We updated our watch list and will be doing some additional reporting next week.

UNG has now gone into a buy state.

AXAS is a buy-if – previously buy-if’s needed to be bought prior to a buy signal in order to realize the full move.

DBA is also a sell now.

GLD is now officially a sell as expected.

Gas Alert

One of the areas that have been of concern is natural gas and it’s unwillingness to have partaken in the current run that oil has. Much of this has been attributed to the lack of industrial demand thereby causing supply bottlenecks. However a few other fundemental factors are in place that would fuel a rise in gas over the course of the next several months.
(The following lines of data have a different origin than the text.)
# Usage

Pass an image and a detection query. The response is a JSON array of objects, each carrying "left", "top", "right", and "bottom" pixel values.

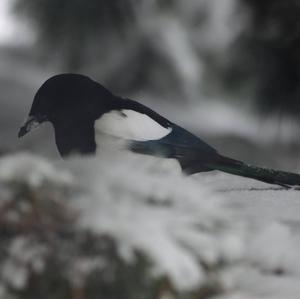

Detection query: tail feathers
[{"left": 208, "top": 156, "right": 300, "bottom": 188}]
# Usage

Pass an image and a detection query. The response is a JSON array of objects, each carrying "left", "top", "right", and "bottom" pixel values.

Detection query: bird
[{"left": 18, "top": 73, "right": 300, "bottom": 188}]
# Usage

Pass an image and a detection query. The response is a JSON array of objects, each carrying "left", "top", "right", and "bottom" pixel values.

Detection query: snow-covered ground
[{"left": 0, "top": 153, "right": 300, "bottom": 299}]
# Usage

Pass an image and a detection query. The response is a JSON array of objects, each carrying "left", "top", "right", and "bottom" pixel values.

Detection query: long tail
[{"left": 208, "top": 155, "right": 300, "bottom": 188}]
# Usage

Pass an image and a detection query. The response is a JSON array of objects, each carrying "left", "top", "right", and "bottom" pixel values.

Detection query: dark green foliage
[{"left": 238, "top": 0, "right": 300, "bottom": 115}]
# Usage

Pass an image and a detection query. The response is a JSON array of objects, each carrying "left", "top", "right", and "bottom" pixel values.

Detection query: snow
[{"left": 0, "top": 152, "right": 300, "bottom": 299}]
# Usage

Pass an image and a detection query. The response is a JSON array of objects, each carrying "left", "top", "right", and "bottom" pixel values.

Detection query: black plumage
[{"left": 19, "top": 74, "right": 300, "bottom": 187}]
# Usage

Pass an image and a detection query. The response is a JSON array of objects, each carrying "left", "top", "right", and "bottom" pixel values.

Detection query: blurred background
[{"left": 0, "top": 0, "right": 300, "bottom": 171}]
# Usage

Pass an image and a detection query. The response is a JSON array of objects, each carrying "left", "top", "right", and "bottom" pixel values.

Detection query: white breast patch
[{"left": 95, "top": 109, "right": 172, "bottom": 142}]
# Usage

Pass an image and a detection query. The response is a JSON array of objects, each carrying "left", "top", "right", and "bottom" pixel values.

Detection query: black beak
[{"left": 18, "top": 116, "right": 42, "bottom": 138}]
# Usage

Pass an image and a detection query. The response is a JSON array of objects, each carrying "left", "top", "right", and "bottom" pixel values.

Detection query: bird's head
[{"left": 18, "top": 74, "right": 112, "bottom": 137}]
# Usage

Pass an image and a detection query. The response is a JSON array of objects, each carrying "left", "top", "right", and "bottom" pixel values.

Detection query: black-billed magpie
[{"left": 19, "top": 74, "right": 300, "bottom": 187}]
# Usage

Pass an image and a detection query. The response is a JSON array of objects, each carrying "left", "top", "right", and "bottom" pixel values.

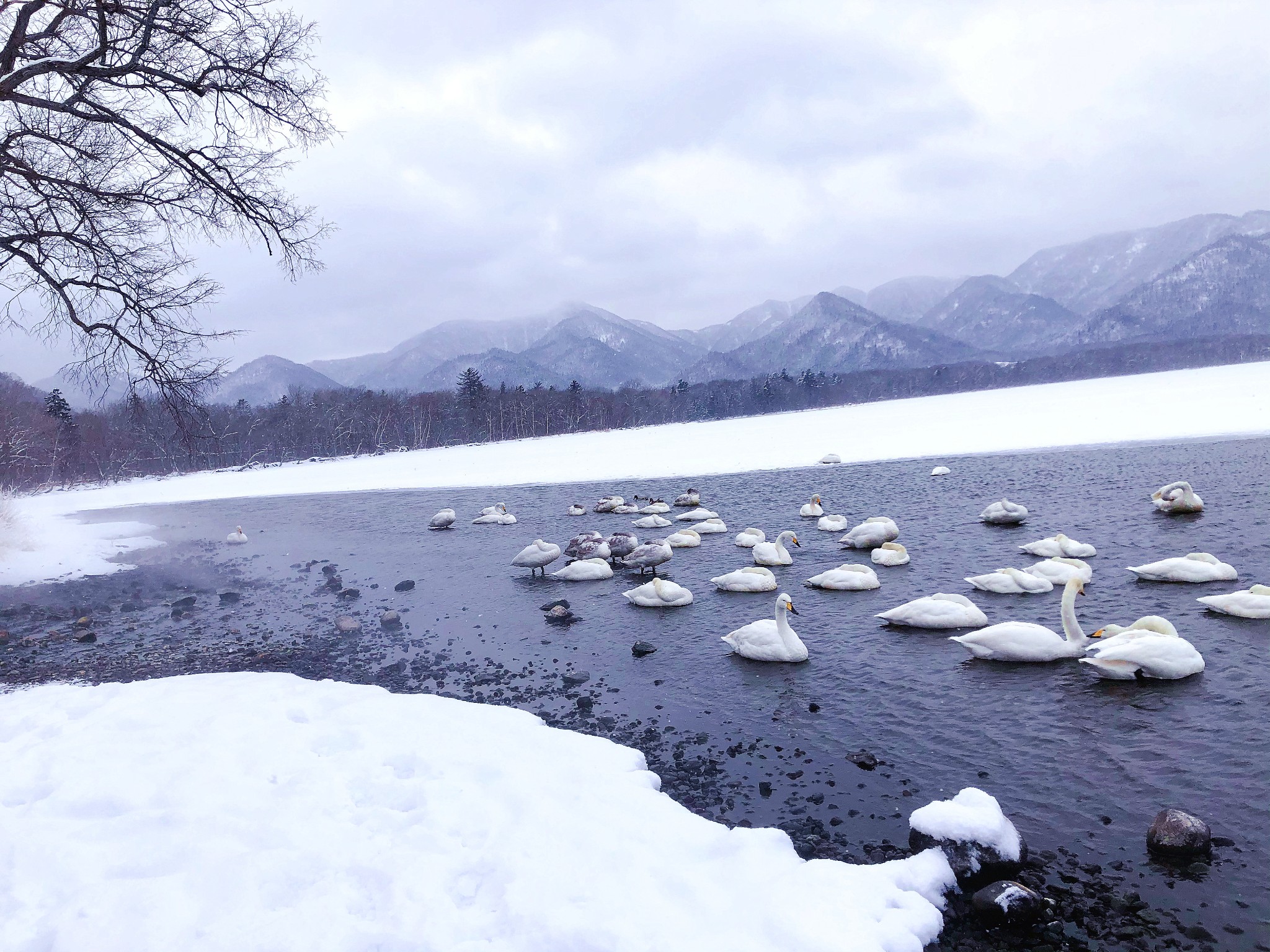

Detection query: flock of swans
[{"left": 290, "top": 466, "right": 1270, "bottom": 681}]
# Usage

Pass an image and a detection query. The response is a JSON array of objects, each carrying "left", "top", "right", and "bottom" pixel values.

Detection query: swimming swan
[
  {"left": 1024, "top": 556, "right": 1093, "bottom": 585},
  {"left": 797, "top": 496, "right": 824, "bottom": 519},
  {"left": 965, "top": 569, "right": 1054, "bottom": 596},
  {"left": 869, "top": 542, "right": 908, "bottom": 565},
  {"left": 753, "top": 529, "right": 801, "bottom": 565},
  {"left": 1129, "top": 552, "right": 1240, "bottom": 583},
  {"left": 623, "top": 579, "right": 692, "bottom": 608},
  {"left": 674, "top": 508, "right": 719, "bottom": 522},
  {"left": 949, "top": 579, "right": 1090, "bottom": 661},
  {"left": 722, "top": 591, "right": 806, "bottom": 661},
  {"left": 665, "top": 528, "right": 701, "bottom": 549},
  {"left": 428, "top": 509, "right": 458, "bottom": 529},
  {"left": 1081, "top": 631, "right": 1204, "bottom": 681},
  {"left": 1195, "top": 585, "right": 1270, "bottom": 618},
  {"left": 623, "top": 538, "right": 674, "bottom": 575},
  {"left": 551, "top": 558, "right": 613, "bottom": 581},
  {"left": 875, "top": 591, "right": 988, "bottom": 628},
  {"left": 979, "top": 499, "right": 1028, "bottom": 526},
  {"left": 631, "top": 513, "right": 670, "bottom": 529},
  {"left": 674, "top": 488, "right": 701, "bottom": 505},
  {"left": 1150, "top": 481, "right": 1204, "bottom": 513},
  {"left": 802, "top": 565, "right": 881, "bottom": 591},
  {"left": 1018, "top": 532, "right": 1099, "bottom": 558},
  {"left": 473, "top": 503, "right": 515, "bottom": 526},
  {"left": 512, "top": 538, "right": 560, "bottom": 575},
  {"left": 710, "top": 565, "right": 776, "bottom": 591},
  {"left": 838, "top": 515, "right": 899, "bottom": 549}
]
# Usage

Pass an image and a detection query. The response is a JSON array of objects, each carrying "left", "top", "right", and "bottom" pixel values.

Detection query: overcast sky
[{"left": 7, "top": 0, "right": 1270, "bottom": 379}]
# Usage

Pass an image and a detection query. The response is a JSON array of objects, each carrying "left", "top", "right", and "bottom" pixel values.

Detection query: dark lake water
[{"left": 0, "top": 441, "right": 1270, "bottom": 950}]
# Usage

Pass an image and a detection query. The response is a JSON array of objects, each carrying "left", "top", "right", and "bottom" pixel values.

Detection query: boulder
[
  {"left": 970, "top": 879, "right": 1047, "bottom": 925},
  {"left": 1147, "top": 808, "right": 1213, "bottom": 857}
]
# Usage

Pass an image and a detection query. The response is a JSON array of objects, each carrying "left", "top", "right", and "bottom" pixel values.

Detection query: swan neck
[{"left": 1062, "top": 585, "right": 1088, "bottom": 645}]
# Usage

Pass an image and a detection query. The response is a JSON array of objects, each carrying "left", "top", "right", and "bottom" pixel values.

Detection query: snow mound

We’ll be adding a few other items to our watch list, specifically UNG and AXAS. UNG would be the 2nd part of our energy ETF holding, since DBE is already a half position. We have our powder keg dry in our special situation section – so AXAS and perhaps more UNG may make a part of it.

UNG, if all goes well should be a confirmed buy by tommorow. AXAS is still in a waiting state.

Mid-Week update

As we monitor our signals, the only signal with a confirmed sell at this point is DBA.

It’s opening price this week was 27.600 therefore if the price closes below this the signal will be a confirmed sell. All other buy or sell signals are in an unconfirmed state.

Oil continues to climb higher, and with that our DBE position. We expect the buying to come to and end, and how much higher oil goes is anybodys guess. But with nice gains in DBE we aren’t going to let them be caught in a sharp downdraft, which usually accompanies any commodity such as oil. An option is to keep the smartstop in place, but as the action accelerates you may want to put a trailing stop and keep it tight.